As many people may be aware, the popular ex-president, Michelle Bachelet, is on her way to a crushing second-round victory for another four-year term. But her program this second time around is rather amazing in that it seems to be lifted directly from the placards of the student protesters who plagued her predecessor in a more-or-less non-stop multi-year protest. She says she agrees that says the country should have free university education and should rewrite the 1981 constitution that was rammed down Chile’s collective throat during the Augusto Pinochet dictatorship.
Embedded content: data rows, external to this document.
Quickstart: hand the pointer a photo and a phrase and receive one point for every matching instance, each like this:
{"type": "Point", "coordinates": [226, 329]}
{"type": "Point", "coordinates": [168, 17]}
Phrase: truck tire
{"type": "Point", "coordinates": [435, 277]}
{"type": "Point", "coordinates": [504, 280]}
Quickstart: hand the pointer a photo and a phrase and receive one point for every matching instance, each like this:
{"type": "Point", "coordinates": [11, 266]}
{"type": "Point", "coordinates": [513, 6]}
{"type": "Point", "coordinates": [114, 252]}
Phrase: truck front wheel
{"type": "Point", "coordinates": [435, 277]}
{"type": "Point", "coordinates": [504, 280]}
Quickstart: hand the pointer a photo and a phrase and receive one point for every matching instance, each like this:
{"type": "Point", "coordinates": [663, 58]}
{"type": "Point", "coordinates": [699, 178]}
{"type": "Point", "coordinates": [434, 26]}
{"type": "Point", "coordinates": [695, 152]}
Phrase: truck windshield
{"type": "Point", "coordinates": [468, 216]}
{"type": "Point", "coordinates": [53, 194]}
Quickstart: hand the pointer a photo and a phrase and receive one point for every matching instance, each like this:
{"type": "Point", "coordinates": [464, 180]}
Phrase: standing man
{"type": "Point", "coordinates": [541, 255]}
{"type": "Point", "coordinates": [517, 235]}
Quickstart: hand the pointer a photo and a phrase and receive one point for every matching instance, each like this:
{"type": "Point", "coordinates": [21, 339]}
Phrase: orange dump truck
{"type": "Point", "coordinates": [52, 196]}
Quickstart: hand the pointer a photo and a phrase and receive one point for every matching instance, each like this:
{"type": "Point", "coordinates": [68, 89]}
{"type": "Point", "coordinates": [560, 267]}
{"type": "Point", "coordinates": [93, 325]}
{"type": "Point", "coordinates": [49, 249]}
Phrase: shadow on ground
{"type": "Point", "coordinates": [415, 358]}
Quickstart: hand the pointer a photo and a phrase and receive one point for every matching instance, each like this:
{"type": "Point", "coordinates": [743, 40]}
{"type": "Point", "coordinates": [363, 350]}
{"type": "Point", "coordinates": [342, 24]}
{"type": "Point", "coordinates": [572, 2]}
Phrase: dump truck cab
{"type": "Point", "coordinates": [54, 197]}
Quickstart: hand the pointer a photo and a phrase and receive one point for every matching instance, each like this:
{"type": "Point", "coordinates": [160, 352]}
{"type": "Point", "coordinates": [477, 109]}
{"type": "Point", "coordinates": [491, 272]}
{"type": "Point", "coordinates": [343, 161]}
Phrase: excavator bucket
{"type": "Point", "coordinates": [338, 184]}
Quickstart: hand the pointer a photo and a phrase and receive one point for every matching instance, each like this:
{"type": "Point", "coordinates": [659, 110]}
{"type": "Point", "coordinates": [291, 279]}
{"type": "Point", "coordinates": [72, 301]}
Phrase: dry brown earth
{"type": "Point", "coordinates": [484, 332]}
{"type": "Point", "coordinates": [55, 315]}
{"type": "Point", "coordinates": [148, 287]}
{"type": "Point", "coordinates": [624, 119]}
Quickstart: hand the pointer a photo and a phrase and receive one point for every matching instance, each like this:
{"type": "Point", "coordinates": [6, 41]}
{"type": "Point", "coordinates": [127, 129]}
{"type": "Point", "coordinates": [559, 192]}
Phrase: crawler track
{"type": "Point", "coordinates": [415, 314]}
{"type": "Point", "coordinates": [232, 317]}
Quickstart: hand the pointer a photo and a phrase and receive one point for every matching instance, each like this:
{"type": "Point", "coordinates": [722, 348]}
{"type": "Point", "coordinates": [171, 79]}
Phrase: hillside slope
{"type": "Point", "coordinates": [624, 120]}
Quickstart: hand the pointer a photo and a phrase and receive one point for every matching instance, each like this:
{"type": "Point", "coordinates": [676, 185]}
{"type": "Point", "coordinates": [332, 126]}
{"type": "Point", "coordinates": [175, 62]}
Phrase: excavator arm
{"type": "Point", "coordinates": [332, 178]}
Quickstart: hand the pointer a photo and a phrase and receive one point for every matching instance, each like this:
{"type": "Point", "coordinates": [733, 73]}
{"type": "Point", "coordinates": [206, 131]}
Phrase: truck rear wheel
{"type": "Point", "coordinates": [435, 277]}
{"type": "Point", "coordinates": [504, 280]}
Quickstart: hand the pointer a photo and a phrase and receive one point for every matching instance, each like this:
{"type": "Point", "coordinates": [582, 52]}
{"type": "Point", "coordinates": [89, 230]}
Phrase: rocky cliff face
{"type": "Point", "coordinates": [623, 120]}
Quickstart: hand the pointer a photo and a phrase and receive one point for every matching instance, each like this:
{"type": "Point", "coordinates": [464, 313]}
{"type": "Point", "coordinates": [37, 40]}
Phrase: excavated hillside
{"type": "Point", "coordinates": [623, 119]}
In fact, Bachelet is going to be dealing even more directly with four of those student leaders, including the now famous Camila Vallejo, who won seats in the country’s parliament headquartered in Valparaíso. Bachelet’s center-left governing coalition, which has been in power for 20 of the 24 post-Pinochet years, boosted its parliamentary bloc from 57 to 68 seats (out of 120) in the lower house and from 20 to 21 senators out of 38.
But hidden in the rosy figures for the social democratic “New Majority” pols is the very considerable abstention rate of 44 percent, which in the Chilean case is not so much a sign of apathy (though it is certainly a factor) but of outright rejection of electoral politics, especially by the young.
Of course, it’s hard to draw judgments from a non-act like not going to the polls. But young Chileans have been massively turned off to electoral politics ever since Pinochet was slowly eased out as president in 1990. Despite the heady promises of those early years, the incoming “democratic” parties kept far too much of the dictatorship’s structural changes intact.
The lethargy reached a peak when the current president, billionaire Sebastián Piñera, beat former president Eduardo Frei in 2009 enabling the pinochetista parties to form the first right-wing government in 20 years. They might now regret it. Paradoxically, that might have been the best thing that could have happened to the hibernating social movements. Without the superficially sympathetic liberals and socialists in the government any more, students exasperated with their expensive, low-quality education and bleak employment prospects hit the streets and haven’t left them since.
That’s why careful calculations of whether Bachelet’s coalition has enough votes to pass constitutional reforms (some of which require a 3/5 or 2/3 vote) is missing the point. No one would even be talking about constitutional reform if the younger generations had not made life hell for the powers that be, and everything they are saying now indicates that they have no intention of giving Mme. Michelle a free ride based on pretty words.
[Update] I wrote most of this yesterday and then hours later received this hilarious account of voting day from a friend there:
My hairdresser called her 20-year-old son and asked him whether he had done his civic duty yet, and he said he was still in his pyjamas (at 4 p.m.) so she yelled a few garabatos and told him he had to vote.
When she came back at night feeling exhausted after the ordeal at her local precinct, she asked him about his civic duty again. He said he had reached the place where he had to vote at 5 minutes past 6 which was the closing time, and when he entered there was a total silence and all of a sudden everyone started applauding. He was quite surprised.
They said, the polls are closed, but we will make an exception and let you vote because you are the first and only young person who has set foot in this voting location.
So as you see, I'm not making it up. País ganador!